Market Transformations & Brand Fading Sources

Common Sources of Brand Fading:

  • Marketing Mix:
    • Promotions: Incoherent, insufficient, or repetitive strategies.
    • Product: Reduced quality or lack of innovation.
    • Pricing: Over-reliance on discounts.
    • Place: Distribution misfit or disappearance from key channels.
  • Brand Portfolio: Daughter brands diluting parent brands.
  • Changes in Consumer Base: Shifts in taste and aspirations, negative user image, or product category decline.
  • Competition: Emergence of low-cost substitutes or superior product innovation.

Strategies for Sustaining Brand Strength

The process can be visualized as a pyramid: Brand Reinforcement (top), Brand Development (middle), and Brand Rejuvenation (bottom).

Brand Reinforcement: Maintaining Core Equity

Important considerations include:

  1. Permanent product innovations, such as prototype upgrades and line extensions.
  2. Strengthening brand presence through strategic distribution.
  3. Renewed communication efforts to highlight innovation and persuade target audiences.
  4. Adjusting pricing (up or down) to maintain brand distinction.
  5. Adjusting or restructuring the brand portfolio.
  6. Protecting sources of brand equity from competition and imitation.

Brand Development & Stretch: Expanding Reach

This involves both physical aspects (form, design, experience) and intangible aspects (benefits, personality, values). Consider Core Brand Facets for disruptive stretch and Peripheral Brand Facets for incremental stretch.

Brand Rejuvenation: Revitalizing for Growth

The revitalization of brands always starts with a major work of internal rejuvenation. Revitalizations and revivals are based on updating the brand’s overall offering while staying true to its core identity. Revival means aiming at a new growth market. The brand must find new relevance and differentiation.

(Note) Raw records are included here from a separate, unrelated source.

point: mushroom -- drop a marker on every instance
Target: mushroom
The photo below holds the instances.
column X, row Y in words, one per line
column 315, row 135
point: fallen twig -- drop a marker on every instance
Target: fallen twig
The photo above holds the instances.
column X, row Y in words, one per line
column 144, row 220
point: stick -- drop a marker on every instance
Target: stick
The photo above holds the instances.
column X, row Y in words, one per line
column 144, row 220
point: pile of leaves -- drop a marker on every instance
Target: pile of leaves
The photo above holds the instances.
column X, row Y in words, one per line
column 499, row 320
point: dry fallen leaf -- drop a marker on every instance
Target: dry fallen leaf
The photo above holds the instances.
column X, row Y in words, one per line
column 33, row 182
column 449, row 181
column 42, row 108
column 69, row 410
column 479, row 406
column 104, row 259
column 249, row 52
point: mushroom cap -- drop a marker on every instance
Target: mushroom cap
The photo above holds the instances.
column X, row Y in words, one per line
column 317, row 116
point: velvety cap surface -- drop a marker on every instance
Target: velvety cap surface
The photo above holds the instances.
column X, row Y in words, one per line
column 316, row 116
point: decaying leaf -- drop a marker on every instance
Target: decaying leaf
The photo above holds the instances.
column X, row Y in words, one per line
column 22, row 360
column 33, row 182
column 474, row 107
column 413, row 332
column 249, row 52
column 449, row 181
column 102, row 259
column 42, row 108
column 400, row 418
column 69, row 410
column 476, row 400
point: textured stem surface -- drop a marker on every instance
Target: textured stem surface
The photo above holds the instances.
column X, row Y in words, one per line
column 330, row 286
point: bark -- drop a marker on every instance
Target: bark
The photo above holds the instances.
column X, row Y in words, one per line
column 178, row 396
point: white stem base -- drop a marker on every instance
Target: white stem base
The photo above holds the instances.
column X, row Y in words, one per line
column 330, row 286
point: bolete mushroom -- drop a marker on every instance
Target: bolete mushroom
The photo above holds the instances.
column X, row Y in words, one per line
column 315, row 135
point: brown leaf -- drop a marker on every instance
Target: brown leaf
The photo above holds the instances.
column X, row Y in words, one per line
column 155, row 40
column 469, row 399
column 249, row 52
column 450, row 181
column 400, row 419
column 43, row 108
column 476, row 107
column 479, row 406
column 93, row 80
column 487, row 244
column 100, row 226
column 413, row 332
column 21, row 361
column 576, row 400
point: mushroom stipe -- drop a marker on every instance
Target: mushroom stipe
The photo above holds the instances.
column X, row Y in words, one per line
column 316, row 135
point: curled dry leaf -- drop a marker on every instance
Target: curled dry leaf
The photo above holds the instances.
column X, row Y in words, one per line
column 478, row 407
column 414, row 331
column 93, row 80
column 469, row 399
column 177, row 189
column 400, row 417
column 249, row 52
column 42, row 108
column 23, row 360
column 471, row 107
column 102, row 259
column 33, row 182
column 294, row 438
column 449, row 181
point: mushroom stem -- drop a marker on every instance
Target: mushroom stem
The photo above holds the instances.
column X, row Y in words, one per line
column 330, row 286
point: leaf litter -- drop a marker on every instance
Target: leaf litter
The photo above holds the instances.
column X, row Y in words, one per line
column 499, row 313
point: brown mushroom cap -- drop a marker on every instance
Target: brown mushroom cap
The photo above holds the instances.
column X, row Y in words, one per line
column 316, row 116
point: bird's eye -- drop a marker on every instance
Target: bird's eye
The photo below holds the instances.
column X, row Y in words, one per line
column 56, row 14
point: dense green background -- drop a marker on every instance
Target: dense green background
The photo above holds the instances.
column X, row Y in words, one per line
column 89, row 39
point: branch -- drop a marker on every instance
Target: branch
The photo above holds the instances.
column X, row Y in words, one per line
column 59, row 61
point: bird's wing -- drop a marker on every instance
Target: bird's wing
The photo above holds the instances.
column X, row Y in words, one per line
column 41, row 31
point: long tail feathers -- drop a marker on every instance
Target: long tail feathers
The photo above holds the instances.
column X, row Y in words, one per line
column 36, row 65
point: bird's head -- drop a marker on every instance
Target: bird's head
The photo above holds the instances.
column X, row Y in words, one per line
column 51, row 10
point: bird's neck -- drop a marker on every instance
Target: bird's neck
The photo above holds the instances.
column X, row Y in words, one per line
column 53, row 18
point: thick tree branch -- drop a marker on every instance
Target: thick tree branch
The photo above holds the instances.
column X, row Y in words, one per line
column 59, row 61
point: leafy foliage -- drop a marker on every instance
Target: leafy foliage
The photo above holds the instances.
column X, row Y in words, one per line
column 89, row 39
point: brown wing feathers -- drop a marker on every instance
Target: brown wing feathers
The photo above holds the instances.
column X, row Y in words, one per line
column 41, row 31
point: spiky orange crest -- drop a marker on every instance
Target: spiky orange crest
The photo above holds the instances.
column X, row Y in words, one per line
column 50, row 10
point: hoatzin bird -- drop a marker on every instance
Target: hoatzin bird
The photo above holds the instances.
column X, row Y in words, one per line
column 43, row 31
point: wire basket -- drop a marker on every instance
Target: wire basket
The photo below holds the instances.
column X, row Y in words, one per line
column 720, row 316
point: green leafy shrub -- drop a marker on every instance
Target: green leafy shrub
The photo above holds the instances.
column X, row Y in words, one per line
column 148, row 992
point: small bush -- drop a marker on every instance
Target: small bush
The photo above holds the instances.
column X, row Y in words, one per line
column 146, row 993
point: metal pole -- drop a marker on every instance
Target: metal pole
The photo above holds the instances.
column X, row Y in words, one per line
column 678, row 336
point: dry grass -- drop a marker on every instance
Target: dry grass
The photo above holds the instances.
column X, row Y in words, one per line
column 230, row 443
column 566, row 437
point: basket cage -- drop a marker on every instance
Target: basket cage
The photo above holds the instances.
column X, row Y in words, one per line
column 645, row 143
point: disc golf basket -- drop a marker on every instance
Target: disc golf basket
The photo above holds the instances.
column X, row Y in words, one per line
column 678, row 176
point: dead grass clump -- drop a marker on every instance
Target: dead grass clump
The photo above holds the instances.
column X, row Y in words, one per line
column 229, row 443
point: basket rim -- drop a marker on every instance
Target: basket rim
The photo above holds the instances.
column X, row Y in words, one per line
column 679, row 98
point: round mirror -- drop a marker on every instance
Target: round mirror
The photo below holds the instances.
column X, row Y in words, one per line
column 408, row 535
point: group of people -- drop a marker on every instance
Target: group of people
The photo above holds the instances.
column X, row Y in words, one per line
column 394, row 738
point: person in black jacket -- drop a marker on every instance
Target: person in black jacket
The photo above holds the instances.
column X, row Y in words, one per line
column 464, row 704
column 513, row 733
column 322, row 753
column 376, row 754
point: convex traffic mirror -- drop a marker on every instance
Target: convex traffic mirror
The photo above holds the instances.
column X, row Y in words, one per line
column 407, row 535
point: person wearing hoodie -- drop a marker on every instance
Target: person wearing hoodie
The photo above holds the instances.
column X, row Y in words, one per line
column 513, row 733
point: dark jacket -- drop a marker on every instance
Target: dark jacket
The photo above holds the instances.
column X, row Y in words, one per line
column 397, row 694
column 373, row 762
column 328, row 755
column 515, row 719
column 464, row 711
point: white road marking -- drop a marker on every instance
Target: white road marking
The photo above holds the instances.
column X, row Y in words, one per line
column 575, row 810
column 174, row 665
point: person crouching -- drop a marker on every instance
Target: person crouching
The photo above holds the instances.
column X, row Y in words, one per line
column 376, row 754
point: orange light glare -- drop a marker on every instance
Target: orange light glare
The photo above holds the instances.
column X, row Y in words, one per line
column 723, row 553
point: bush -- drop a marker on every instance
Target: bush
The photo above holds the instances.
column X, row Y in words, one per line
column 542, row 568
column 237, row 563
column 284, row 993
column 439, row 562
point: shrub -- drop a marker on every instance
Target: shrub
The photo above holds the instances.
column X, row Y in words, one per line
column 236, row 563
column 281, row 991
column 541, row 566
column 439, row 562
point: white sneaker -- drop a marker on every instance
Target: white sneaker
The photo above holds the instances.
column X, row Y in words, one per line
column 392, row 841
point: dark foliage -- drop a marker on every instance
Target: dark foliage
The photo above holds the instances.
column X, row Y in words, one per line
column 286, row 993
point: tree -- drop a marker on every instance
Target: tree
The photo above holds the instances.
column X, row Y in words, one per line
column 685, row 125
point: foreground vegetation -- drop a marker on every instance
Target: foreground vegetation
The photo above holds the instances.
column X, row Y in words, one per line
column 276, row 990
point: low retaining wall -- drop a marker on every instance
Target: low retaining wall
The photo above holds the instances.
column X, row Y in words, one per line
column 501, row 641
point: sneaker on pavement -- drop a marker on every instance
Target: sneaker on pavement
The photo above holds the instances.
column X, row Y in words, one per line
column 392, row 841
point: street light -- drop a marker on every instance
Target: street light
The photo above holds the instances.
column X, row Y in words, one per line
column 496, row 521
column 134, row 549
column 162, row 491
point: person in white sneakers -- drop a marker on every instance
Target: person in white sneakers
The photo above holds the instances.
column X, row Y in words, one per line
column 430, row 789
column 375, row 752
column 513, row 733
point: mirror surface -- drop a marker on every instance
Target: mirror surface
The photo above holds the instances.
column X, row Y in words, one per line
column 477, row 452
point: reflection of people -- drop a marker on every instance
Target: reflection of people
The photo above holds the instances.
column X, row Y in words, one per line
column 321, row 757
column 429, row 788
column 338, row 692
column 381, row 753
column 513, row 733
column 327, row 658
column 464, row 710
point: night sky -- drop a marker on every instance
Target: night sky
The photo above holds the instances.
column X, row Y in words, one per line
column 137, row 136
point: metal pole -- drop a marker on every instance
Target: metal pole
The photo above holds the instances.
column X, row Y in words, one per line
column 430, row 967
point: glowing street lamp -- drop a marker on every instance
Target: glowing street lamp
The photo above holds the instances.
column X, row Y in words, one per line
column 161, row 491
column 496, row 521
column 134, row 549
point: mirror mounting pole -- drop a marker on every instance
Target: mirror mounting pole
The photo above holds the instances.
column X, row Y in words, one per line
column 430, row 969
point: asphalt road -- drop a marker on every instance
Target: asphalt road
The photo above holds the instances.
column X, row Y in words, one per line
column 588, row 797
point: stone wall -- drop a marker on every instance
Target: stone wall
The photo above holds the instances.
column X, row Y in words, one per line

Redefining Brand Essence: Seven Key Strategies
  1. Revitalizing through new uses or applications.
  2. Revitalizing through changes in distribution channels.
  3. Revitalizing through product or service innovations.
  4. Revitalizing through targeted market segmentation.
  5. Revitalizing by engaging with opinion leaders and influencers.
  6. Revitalizing through comprehensive 360-degree communications.
  7. Changing the underlying business model.

“Recreating a consistent flow of sales, putting the brand back to life.” (Kapferer, 2012)

“Sleeping Beauties”: Untapped Brand Potential

These are brands whose names still evoke resonance in our memory. There are good reasons for that. As assets, these brands are still endowed with significant brand awareness, attributes, and beliefs. It is often less costly to build upon these existing premises than to start from scratch.

“Brands that are no longer active on the market but which retain potential brand equity because of the brand’s heritage.” (Dion and Mazzalovo, 2016, p.1)

Reinterpreting Brand Features for Revival

Identify positive aesthetic and symbolic brand associations, including:

  • Product: Design, technology, and know-how.
  • History/Heritage:
    • People: Founder, iconic clients, historic personalities.
    • Places: Original locations, town/country of origin.
    • Historical Events: Significant moments in the brand’s past.
    • Competitors: Past competitors who are now market leaders.

Leveraging Brand Heritage for Modern Relevance

  • Identify the Arcadia: The idealized collective memory of the past (Brown et al., 2003).
  • Define the Allegory: The stories, narratives, and metaphors that demonstrate how the brand symbolizes that past.
  • Authenticate the brand’s heritage: Ensure the brand’s history and its rearticulation feel true and real, often by displaying collected evidence and securing approvals from publicly recognized cultural intermediaries.